Berdasarkan laporan dari Direktorat Jenderal Pajak (DJP), angka restitusi Pajak Penghasilan (PPh) tahun 2025 meningkat tinggi jika dibandingkan dengan realisasi restitusi pada tahun 2024, baik untuk sektor minyak dan gas (migas) maupun nonmigas.
Realisasi restitusi PPh migas mencapai angka Rp789,51 miliar, dan untuk restitusi PPh nonmigas, jumlahnya mencapai Rp105,04 triliun. Jenis restitusi PPh nonmigas sendiri mengalami peningkatan sebesar 76% jika dibandingkan dengan tahun 2024.
Tingginya angka restitusi pajak diketahui menjadi salah satu alasan rendahnya penerimaan pajak, yang juga membuat negara merugi.
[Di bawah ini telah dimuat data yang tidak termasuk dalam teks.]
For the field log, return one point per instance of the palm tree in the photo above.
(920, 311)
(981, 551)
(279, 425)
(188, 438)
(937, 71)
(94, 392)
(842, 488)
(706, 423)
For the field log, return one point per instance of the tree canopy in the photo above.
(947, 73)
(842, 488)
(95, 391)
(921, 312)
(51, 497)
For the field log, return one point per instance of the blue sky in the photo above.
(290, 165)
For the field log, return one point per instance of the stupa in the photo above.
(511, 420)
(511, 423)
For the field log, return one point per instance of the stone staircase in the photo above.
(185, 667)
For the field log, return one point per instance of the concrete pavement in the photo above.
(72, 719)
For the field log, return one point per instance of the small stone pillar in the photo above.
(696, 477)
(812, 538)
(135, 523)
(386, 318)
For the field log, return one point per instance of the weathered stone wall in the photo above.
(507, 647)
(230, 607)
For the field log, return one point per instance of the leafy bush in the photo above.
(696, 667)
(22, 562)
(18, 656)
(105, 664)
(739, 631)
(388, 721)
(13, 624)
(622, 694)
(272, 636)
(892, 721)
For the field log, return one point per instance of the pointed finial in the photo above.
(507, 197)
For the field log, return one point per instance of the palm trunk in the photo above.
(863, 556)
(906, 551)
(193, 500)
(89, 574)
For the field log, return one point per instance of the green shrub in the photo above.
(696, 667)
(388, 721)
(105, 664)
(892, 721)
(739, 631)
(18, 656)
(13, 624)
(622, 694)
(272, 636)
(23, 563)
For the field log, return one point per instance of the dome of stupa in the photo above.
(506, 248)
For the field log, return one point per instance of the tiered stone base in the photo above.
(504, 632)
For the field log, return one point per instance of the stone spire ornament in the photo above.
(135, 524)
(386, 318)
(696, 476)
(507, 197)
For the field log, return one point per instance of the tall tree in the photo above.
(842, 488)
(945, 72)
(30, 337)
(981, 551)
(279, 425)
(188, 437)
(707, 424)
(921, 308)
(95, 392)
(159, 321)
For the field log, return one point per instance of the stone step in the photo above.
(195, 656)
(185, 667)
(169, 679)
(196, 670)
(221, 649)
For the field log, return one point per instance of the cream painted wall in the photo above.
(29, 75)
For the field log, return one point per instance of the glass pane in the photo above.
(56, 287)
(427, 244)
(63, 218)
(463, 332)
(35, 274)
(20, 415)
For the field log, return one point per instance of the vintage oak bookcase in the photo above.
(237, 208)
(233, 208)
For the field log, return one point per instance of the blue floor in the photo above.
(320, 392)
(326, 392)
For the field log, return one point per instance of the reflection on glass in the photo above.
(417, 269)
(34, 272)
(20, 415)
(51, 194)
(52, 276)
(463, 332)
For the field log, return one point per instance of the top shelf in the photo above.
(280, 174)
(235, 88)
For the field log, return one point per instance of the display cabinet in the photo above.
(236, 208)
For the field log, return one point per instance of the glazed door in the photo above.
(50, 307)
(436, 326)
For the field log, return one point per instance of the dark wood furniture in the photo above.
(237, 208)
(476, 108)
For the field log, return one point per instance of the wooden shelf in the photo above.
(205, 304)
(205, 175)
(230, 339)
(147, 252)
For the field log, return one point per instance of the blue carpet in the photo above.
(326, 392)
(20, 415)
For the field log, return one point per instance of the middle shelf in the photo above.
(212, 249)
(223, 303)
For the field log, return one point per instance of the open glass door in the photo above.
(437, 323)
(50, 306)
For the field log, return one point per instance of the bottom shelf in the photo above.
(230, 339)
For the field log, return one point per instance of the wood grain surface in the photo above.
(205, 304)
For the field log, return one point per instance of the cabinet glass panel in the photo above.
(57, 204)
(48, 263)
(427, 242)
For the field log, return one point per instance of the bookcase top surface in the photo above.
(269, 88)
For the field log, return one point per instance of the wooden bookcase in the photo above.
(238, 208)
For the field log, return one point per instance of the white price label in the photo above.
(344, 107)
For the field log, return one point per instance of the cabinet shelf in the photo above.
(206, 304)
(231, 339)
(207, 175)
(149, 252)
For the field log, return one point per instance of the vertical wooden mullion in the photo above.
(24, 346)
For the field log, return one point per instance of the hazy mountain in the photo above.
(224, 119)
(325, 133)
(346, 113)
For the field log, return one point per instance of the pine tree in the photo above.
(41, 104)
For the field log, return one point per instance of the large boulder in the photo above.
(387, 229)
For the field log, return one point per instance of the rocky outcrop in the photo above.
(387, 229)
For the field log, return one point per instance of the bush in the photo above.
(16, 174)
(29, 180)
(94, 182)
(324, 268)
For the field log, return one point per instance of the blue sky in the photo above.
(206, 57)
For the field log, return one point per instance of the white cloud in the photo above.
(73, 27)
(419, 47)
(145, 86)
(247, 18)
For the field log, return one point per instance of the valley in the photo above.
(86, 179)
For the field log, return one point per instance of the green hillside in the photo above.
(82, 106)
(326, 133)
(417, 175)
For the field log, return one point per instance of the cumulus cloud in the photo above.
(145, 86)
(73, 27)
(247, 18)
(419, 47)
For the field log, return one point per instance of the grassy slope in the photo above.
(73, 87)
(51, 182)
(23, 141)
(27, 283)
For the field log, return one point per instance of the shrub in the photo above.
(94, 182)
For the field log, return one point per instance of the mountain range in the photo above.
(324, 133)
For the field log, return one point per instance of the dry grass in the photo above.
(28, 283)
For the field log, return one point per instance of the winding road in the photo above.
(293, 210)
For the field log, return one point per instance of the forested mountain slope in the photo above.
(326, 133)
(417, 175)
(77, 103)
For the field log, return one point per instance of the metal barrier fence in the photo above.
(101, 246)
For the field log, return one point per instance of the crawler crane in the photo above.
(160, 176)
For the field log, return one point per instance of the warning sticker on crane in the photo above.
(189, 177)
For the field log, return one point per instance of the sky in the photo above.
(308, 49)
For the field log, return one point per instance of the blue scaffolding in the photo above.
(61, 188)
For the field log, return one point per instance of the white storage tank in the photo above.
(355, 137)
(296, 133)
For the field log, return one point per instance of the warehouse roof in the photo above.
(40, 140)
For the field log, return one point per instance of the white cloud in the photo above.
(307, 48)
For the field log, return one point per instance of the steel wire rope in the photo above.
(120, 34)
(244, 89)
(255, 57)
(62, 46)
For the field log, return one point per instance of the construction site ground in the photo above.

Restitusi Pajak Pertambahan Nilai (PPN) dari sektor batu bara menjadi restitusi dengan angka yang paling tinggi, dengan angka restitusi sebesar Rp25 triliun. Oleh karena itu, Menteri Keuangan (Menkeu), Purbaya Yudhi Sadewa, akan memperketat pemberian restitusi pajak.
Kebijakan ini tertuang dalam Peraturan Menteri Keuangan (PMK) Nomor 28 Tahun 2026, dalam rangka memberikan kepastian hukum dan memperketat pemberian pengembalian pendahuluan kelebihan pembayaran pajak.